The Court’s jurisdiction is authorized by statute, and it primarily hears monetary claims against the United States Government deriving from the Constitution, Federal statutes, executive regulations, and civilian or military contracts. For example, the Court has presided over such important cases as the savings and loan crisis of the 1980s and the World War II internment of Japanese-Americans. It also presides over civilian and military pay claims, and money claims under the Fifth Amendment’s Takings Clause.

I have heard no objections to the qualifications of any of the five nominees to this court. One of these nominees, Armando Bonilla, would be the first Hispanic judge to hold a seat on the Court. He is endorsed by the Hispanic National Bar Association. He has spent his entire career – now spanning over two decades – as an attorney for the Department of Justice. He was hired out of law school in the Department’s prestigious Honors Program, and has risen to become the Associate Deputy Attorney General in the Department. Mr. Bonilla should be confirmed without further delay.
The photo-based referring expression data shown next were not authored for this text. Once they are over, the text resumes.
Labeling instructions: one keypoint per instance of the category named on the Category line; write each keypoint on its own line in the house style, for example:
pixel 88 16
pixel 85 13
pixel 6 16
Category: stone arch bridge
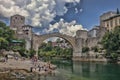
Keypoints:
pixel 38 40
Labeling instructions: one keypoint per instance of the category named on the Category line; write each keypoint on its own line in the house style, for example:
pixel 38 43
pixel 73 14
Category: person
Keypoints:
pixel 6 58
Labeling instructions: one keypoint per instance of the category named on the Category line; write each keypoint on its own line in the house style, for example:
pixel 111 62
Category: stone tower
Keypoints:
pixel 27 31
pixel 22 31
pixel 16 23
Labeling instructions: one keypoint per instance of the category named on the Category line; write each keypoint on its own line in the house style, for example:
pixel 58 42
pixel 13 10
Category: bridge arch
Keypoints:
pixel 38 39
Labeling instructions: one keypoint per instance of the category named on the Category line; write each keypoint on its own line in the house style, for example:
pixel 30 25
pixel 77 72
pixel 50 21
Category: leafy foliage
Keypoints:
pixel 6 35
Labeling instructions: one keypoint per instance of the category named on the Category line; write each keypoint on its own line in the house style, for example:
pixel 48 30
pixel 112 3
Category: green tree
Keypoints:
pixel 85 49
pixel 6 35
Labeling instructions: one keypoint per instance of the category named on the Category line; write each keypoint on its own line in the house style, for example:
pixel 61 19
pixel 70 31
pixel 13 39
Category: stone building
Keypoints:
pixel 110 20
pixel 22 31
pixel 16 23
pixel 90 38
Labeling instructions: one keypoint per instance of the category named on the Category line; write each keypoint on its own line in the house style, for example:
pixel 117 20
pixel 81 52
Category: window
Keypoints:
pixel 119 21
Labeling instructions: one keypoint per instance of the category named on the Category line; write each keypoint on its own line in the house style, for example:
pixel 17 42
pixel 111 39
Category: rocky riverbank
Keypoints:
pixel 22 68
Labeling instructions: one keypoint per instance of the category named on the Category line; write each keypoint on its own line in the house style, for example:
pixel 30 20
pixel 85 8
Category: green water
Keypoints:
pixel 90 71
pixel 68 70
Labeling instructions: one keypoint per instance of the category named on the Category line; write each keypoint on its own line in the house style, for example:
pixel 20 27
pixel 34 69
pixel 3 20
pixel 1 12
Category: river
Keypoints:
pixel 69 70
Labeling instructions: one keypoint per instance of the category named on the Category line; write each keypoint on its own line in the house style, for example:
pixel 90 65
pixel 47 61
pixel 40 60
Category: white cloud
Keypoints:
pixel 40 13
pixel 65 27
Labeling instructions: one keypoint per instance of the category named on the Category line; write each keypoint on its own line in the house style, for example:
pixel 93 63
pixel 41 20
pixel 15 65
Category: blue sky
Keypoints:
pixel 65 16
pixel 91 10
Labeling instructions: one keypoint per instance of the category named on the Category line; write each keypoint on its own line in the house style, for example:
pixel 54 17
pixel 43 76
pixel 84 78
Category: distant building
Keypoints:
pixel 16 23
pixel 22 31
pixel 110 20
pixel 94 32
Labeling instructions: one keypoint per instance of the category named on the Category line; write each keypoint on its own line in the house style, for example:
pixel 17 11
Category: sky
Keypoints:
pixel 64 16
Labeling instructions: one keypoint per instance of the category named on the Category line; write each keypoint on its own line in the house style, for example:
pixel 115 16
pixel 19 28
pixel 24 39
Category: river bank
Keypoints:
pixel 24 66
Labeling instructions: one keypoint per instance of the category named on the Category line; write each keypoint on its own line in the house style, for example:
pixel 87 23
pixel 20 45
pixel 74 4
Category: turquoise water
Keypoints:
pixel 68 70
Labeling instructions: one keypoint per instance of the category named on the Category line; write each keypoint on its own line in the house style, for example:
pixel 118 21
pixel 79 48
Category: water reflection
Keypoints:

Another nominee, Jeri Somers, also has a long record of public service. She served her country in the Air Force, retiring with the rank of Lieutenant Colonel. She spent over two decades serving first as a Judge Advocate General and then as a Military Judge in the United States Air Force and the District of Columbia’s Air National Guard. In 2007, she became a Board Judge with the U.S. Civilian Board of Contract Appeals and currently serves as its Vice Chair.

Armando Bonilla and Jeri Somers are just two of the five nominees that Senate Republicans have been denying a confirmation vote. These are two individuals that have done right every step of the way in their careers and are willing to serve the American people on this important Court. They have dedicated the majority of their careers in service to our nation. They deserve better than the treatment they are receiving from the Senate.

During the Bush administration, the Senate confirmed nine judges to the Court of Federal Claims – with the support of every Senate Republican. So far during the Obama administration, only three Court of Federal Claims nominees have received confirmation votes. That is nine CFC judges during the Bush administration to only three so far in the Obama administration.

It appears that the Senate Republicans’ obstruction playbook leaves no court behind. It spans from the very top – with their complete refusal to give a hearing and a vote to Chief Judge Merrick Garland, to the Article III circuit and district courts, to the Article I Court of Federal Claims, where citizens go to sue their government.

This blockade of all five CFC nominees makes no sense, especially because not a single Republican on the Senate Judiciary Committee raised a concern about these nominees either during the Committee hearings on these nominations two years ago or during the Committee debate two years ago or last year.

None of President Bush’s nominees to the Court of Federal Claims spent longer than four months on the Senate floor before receiving a confirmation vote. Two of them waited only a single day. After two years, it is well past time for these five nominees to receive a vote so they can get to work on the shorthanded Court of Federal Claims.